A performance goal is better. It’s where you have a metric that you’re measuring that will contribute towards your outcome. For example, ‘I’ll run slightly faster than my last race in this next one for 4 out of the 5km’. Whilst that’s likely to get you a better 5km time, it’s still focused on the outcome and not detailed enough to make a difference to you. There’s also very little that is controllable there.
Having a date puts some pressure on you, as you know that if you do let things slip, you’re making it harder and harder to achieve your goal with that impending deadline looming.
The 3rd type of goal is the process goal. (This is the best one that I mentioned)! A process goal is one where you focus on the things that you can control (the ‘controllables’) that, if completed, will get you to achieve your goal. An example is ‘doing 3 training runs per week at the prescribed pace’, or ‘completing all programmed sets in the gym each week’. If you consistently do these things, that is what will make the difference and get you a faster 5km time.
Now that we know what type of goal you want, it’s important to add an end date to it. A date helps to keep you accountable to your goal. Without it it’s far easier to let things slip, saying things such as; ‘I’ll do it tomorrow instead’, or ‘another mince pie won’t matter’. However, having a date puts some pressure on you, as you know that if you do let things slip, you’re making it harder and harder to achieve your goal with that impending deadline looming.
The date shouldn’t be so close that it’s impossible to achieve, or so far that it seems distant and unimportant. It’s about finding that sweet spot where it’s challenging but possible if you perform your controllables.

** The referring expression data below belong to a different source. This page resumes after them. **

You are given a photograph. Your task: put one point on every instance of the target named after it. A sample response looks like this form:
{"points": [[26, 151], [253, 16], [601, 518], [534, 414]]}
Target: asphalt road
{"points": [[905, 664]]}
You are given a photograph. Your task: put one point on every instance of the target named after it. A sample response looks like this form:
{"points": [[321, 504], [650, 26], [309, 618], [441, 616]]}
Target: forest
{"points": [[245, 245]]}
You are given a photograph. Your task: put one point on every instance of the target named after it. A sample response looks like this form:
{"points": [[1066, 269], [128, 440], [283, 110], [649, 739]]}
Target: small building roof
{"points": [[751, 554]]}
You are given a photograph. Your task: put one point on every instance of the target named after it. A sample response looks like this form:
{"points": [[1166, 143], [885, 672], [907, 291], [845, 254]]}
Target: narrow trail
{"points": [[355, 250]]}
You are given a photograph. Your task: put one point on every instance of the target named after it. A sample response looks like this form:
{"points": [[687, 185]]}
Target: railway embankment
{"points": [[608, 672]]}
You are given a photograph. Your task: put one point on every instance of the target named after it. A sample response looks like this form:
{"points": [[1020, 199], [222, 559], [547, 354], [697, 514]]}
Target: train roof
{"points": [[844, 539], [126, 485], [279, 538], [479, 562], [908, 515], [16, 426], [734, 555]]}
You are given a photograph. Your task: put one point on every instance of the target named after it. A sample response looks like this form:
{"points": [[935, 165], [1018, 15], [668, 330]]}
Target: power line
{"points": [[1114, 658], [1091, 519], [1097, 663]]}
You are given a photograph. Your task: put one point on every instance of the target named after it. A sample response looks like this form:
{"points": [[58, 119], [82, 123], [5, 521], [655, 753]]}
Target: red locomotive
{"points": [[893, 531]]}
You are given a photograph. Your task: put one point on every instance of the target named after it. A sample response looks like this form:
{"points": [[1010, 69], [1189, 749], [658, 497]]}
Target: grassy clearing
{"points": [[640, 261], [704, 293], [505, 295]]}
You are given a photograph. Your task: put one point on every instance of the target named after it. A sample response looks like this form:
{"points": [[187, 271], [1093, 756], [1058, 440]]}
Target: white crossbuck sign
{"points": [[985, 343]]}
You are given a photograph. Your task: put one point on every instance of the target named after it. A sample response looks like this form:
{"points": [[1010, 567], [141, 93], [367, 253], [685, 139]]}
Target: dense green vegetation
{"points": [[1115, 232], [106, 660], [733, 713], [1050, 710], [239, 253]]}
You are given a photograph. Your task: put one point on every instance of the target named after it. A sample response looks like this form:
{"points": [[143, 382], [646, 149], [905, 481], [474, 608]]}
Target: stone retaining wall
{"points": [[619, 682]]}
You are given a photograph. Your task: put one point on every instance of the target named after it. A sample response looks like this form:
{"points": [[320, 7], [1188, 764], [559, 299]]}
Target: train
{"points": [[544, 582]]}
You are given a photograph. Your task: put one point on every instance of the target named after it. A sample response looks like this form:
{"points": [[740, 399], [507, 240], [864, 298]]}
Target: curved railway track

That ties us into the third section: baby steps. These are the small goals along the way to your bigger one, that if you do focus on the process and the things that you can control, you will achieve. It’s important to have these as often a big goal can seem daunting. If it’s too daunting, then when things are really getting tough (and you will go through phases of this when you pursue any goal) it’s much easier and more likely that you will quit. However, if the focus is on the next baby step – the next small process goal – then that is a far less daunting task, so when the going gets tough making progress still seems achievable and so you keep putting in the required hard work.
Now that you understand the sort of goal that will give you the best chance of success (keeping it process focused, with an end date, and broken down into baby steps) it’s the perfect time to make your own. Write them down and put it up somewhere that you’ll see every day. Good luck!